More than ten thousand of the Romanian heroes who sacrified their lives for the freedom of the Slovak territory, found eternal rest in the Cemetery of the Romanian Army in Zvolen, which was arranged by the Czechoslovak authorities in the late 1950s and cared for by the local authorities in Zvolen . In over 50 other localities in Slovakia, there are still plaques, monuments, obelisks or military cemeteries honoring the Romanian military fallen here at the end of the Second World War.

That is why I want to especially thank the Slovak people and the Slovak central and local authorities for the exemplary way in which they praise and commemorate the memory of the Romanian military.

We owe to the victims of the war not only the respect and honor of their memory but also the learning of their suffering. Moments like these remind us that we must always be prepared to strengthen the role of diplomacy, dialogue and international cooperation among states at international level.

 

 

Today, we assume with full responsibility the duty to honor the sacrifice of these heroes. It is incumbent on us to keep up their trust and faith in a free and democratic world and to make our own contribution to promoting the values of freedom and peace.

The remembrance of these tragic events in the history of humanity is part of a European culture of memory and reconciliation with the past, as well as of the belief that lessons of recent history must always be taken into account.

The fact that Europe has been the scene of two global conflicts in just four decades, two humanitarian disasters and unprecedented destruction prompts us to firmly act for a responsible foreign policy at European and global level.

 

Honourable audience,

 Ladies and gentlemen,

 

Our common history and experiences have created the premises for the current good bilateral relations. We are partners in the European Union and NATO, where we share the same democratic values ​​and principles and promote shared objectives in the field of security and defence.

Romania, as EU member state, wants more solidarity and unity, because we are never stronger than when we are united.

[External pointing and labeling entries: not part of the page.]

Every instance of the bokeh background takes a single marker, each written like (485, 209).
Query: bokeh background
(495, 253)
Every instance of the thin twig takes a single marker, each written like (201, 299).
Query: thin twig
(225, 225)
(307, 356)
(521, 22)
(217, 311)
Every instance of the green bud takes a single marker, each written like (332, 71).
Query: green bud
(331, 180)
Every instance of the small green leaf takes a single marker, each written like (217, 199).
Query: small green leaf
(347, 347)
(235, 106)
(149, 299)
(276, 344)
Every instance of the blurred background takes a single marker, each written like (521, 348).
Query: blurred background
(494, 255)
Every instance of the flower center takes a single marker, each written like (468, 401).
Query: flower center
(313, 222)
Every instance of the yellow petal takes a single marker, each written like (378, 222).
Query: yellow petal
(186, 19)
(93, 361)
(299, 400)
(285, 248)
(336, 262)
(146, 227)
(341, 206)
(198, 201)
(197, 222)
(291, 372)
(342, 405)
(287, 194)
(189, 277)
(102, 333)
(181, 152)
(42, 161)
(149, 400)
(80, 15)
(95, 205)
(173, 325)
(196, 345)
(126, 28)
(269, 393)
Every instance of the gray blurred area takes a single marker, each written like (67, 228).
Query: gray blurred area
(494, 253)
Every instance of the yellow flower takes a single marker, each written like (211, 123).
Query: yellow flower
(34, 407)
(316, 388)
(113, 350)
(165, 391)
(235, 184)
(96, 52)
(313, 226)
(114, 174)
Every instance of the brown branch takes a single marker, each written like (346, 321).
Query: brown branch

That is why I want to assure you of Romania's determination to work, together with Slovakia and the other partners in the Union, to relaunch the European project built on solidarity and unity and respect for the fundamental European fundamental principles and freedoms, a project to meet as best as possible the day-to-day expectations of European citizens.

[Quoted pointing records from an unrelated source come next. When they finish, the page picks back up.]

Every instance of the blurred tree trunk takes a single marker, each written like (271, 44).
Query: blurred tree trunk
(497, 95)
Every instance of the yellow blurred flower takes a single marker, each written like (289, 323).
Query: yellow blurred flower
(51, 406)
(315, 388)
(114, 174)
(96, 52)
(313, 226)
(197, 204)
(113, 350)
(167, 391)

There are multiple challenges and risks to European stability and security. The continuation of violent conflicts near Europe's borders and the spread of their consequences in the EU, through illegal immigration, the risk of terrorist attacks, cyber attacks, distortions of the internal market, accentuates the fragmentation tendencies within the EU. I think, however, that addressing these security risks and challenges must be done wisely, but also in the letter and spirit of European and international norms and principles that states have endorsed.

With the strong belief that the good relations between Romania and Slovakia will continue to develop and consolidate in many areas, please allow me, on behalf of the Government and the people of Romania, to once again extend my most sincere wishes for health, peace and happiness.